Wednesday, November 18, 2015
10:26 AM
If you get hurt at work badly enough to miss time, you may eventually run across the term “average weekly wage” or “AWW.” What is it and why does it matter? It is a kind of “index” of your earnings in the time frame that is considered relevant under the law for measuring the loss of earnings that you deserve under the applicable workers’ compensation system. Once you calculate “AWW,” your weekly wage replacement check from the workers’ compensation insurance company will be based on AWW. In most systems your weekly wage replacement (also called “indemnity”) check will be 66-2/3% of AWW. If you have a job where your earnings are the same week in and week out, you can just think of it like this: “If I get hurt at work and can’t work, the insurance company should pay me 2/3 of my normal pay.”
If you have a job where your earnings go up and down, AWW creates an average by looking backward from your date of injury at your previous paychecks. Usually you look back 6 months, or one year, average all those paychecks, and there’s AWW. Sometimes you leave out low weeks, or zero weeks, and sometimes you don’t. Calculating AWW can be its own special art form in a complicated case.

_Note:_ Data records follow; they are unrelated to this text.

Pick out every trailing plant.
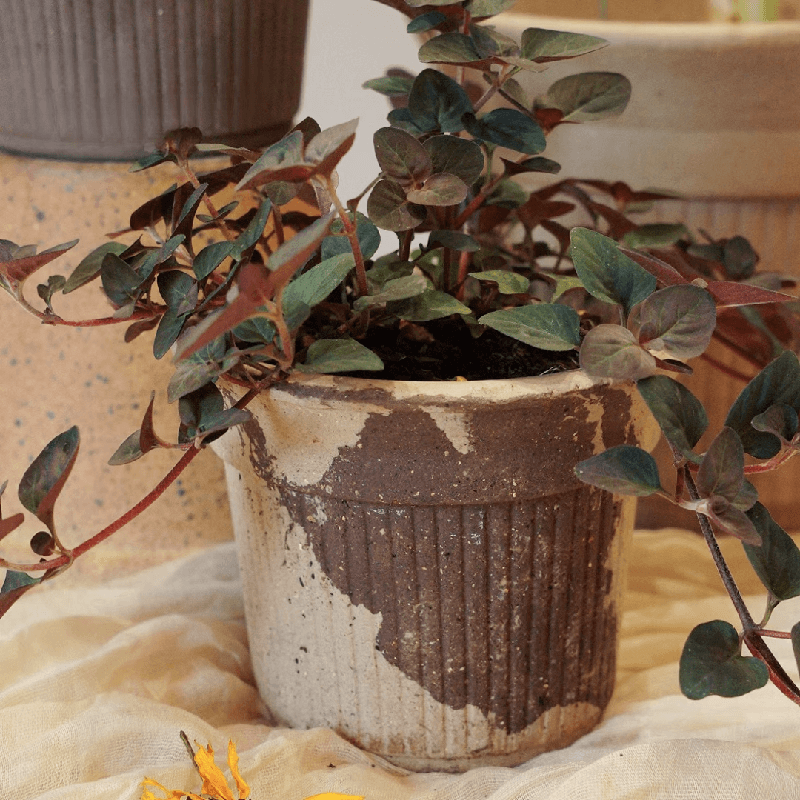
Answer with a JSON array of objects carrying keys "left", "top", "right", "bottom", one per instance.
[{"left": 0, "top": 0, "right": 800, "bottom": 702}]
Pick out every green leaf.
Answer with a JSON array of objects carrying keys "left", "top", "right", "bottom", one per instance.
[
  {"left": 230, "top": 198, "right": 272, "bottom": 261},
  {"left": 100, "top": 252, "right": 144, "bottom": 308},
  {"left": 61, "top": 242, "right": 127, "bottom": 294},
  {"left": 725, "top": 350, "right": 800, "bottom": 459},
  {"left": 418, "top": 33, "right": 484, "bottom": 64},
  {"left": 466, "top": 0, "right": 517, "bottom": 19},
  {"left": 423, "top": 134, "right": 484, "bottom": 186},
  {"left": 320, "top": 211, "right": 381, "bottom": 261},
  {"left": 536, "top": 72, "right": 631, "bottom": 122},
  {"left": 373, "top": 128, "right": 432, "bottom": 183},
  {"left": 750, "top": 404, "right": 798, "bottom": 444},
  {"left": 743, "top": 503, "right": 800, "bottom": 600},
  {"left": 389, "top": 289, "right": 471, "bottom": 322},
  {"left": 428, "top": 231, "right": 481, "bottom": 253},
  {"left": 361, "top": 73, "right": 412, "bottom": 97},
  {"left": 283, "top": 252, "right": 356, "bottom": 330},
  {"left": 639, "top": 284, "right": 717, "bottom": 361},
  {"left": 696, "top": 428, "right": 744, "bottom": 502},
  {"left": 192, "top": 242, "right": 238, "bottom": 281},
  {"left": 367, "top": 178, "right": 427, "bottom": 231},
  {"left": 636, "top": 375, "right": 708, "bottom": 463},
  {"left": 406, "top": 172, "right": 469, "bottom": 207},
  {"left": 463, "top": 108, "right": 547, "bottom": 155},
  {"left": 679, "top": 620, "right": 769, "bottom": 700},
  {"left": 580, "top": 325, "right": 657, "bottom": 381},
  {"left": 722, "top": 236, "right": 758, "bottom": 281},
  {"left": 0, "top": 569, "right": 42, "bottom": 594},
  {"left": 19, "top": 426, "right": 80, "bottom": 533},
  {"left": 297, "top": 339, "right": 383, "bottom": 374},
  {"left": 408, "top": 68, "right": 472, "bottom": 133},
  {"left": 353, "top": 275, "right": 428, "bottom": 313},
  {"left": 575, "top": 444, "right": 663, "bottom": 497},
  {"left": 570, "top": 228, "right": 656, "bottom": 318},
  {"left": 520, "top": 28, "right": 608, "bottom": 61},
  {"left": 478, "top": 302, "right": 580, "bottom": 352},
  {"left": 622, "top": 222, "right": 689, "bottom": 250}
]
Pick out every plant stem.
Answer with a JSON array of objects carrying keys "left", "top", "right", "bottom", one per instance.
[{"left": 325, "top": 178, "right": 369, "bottom": 297}]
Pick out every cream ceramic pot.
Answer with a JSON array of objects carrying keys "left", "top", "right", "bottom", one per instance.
[{"left": 213, "top": 371, "right": 654, "bottom": 771}]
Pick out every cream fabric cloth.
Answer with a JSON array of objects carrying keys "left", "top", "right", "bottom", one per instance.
[{"left": 0, "top": 530, "right": 800, "bottom": 800}]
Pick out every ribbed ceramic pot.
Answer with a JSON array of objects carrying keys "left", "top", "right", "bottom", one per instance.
[
  {"left": 495, "top": 14, "right": 800, "bottom": 528},
  {"left": 0, "top": 0, "right": 308, "bottom": 160},
  {"left": 214, "top": 371, "right": 655, "bottom": 771}
]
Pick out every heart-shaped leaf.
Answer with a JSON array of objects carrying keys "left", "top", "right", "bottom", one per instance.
[
  {"left": 725, "top": 350, "right": 800, "bottom": 458},
  {"left": 536, "top": 72, "right": 631, "bottom": 122},
  {"left": 639, "top": 284, "right": 717, "bottom": 361},
  {"left": 297, "top": 339, "right": 383, "bottom": 374},
  {"left": 744, "top": 503, "right": 800, "bottom": 600},
  {"left": 575, "top": 444, "right": 663, "bottom": 497},
  {"left": 478, "top": 303, "right": 580, "bottom": 351},
  {"left": 408, "top": 69, "right": 472, "bottom": 133},
  {"left": 580, "top": 325, "right": 657, "bottom": 381},
  {"left": 367, "top": 178, "right": 427, "bottom": 231},
  {"left": 570, "top": 228, "right": 656, "bottom": 316},
  {"left": 373, "top": 128, "right": 432, "bottom": 183},
  {"left": 679, "top": 620, "right": 769, "bottom": 700},
  {"left": 423, "top": 134, "right": 484, "bottom": 186},
  {"left": 406, "top": 172, "right": 469, "bottom": 206},
  {"left": 463, "top": 108, "right": 547, "bottom": 155},
  {"left": 19, "top": 426, "right": 80, "bottom": 533},
  {"left": 636, "top": 375, "right": 708, "bottom": 463}
]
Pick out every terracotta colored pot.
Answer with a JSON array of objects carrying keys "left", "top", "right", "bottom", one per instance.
[
  {"left": 496, "top": 14, "right": 800, "bottom": 527},
  {"left": 214, "top": 372, "right": 654, "bottom": 771},
  {"left": 0, "top": 0, "right": 308, "bottom": 160}
]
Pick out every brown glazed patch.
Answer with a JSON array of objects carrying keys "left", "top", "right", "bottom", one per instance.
[{"left": 248, "top": 387, "right": 630, "bottom": 734}]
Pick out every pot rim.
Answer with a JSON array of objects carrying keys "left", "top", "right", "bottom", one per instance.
[
  {"left": 241, "top": 369, "right": 620, "bottom": 404},
  {"left": 496, "top": 12, "right": 800, "bottom": 49}
]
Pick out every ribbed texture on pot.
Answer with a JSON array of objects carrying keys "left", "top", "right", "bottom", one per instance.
[{"left": 0, "top": 0, "right": 308, "bottom": 159}]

“Concurrent earnings,” or what you might call “working more than job,” is just like “normal” AWW–you just calculate AWW from all of your jobs combined. (Look here for more on Concurrent Earnings.) The effect is to “boost” your AWW so that it reflects earnings from all jobs, not just the one you were working in when you got hurt. Higher AWW means higher indemnity payments. And because other things in workers’ comp are based on AWW, it may mean higher compensation for permanent impairment (look here for an explanation of permanent impairment) and perhaps other benefits too.
Bottom line: If you are hurt at work and miss work time from your injuries, be sure that you tell your lawyer about ALL jobs you worked at the time you got hurt, even if you weren’t scheduled to work your second (or third or fourth) job on the day you got hurt.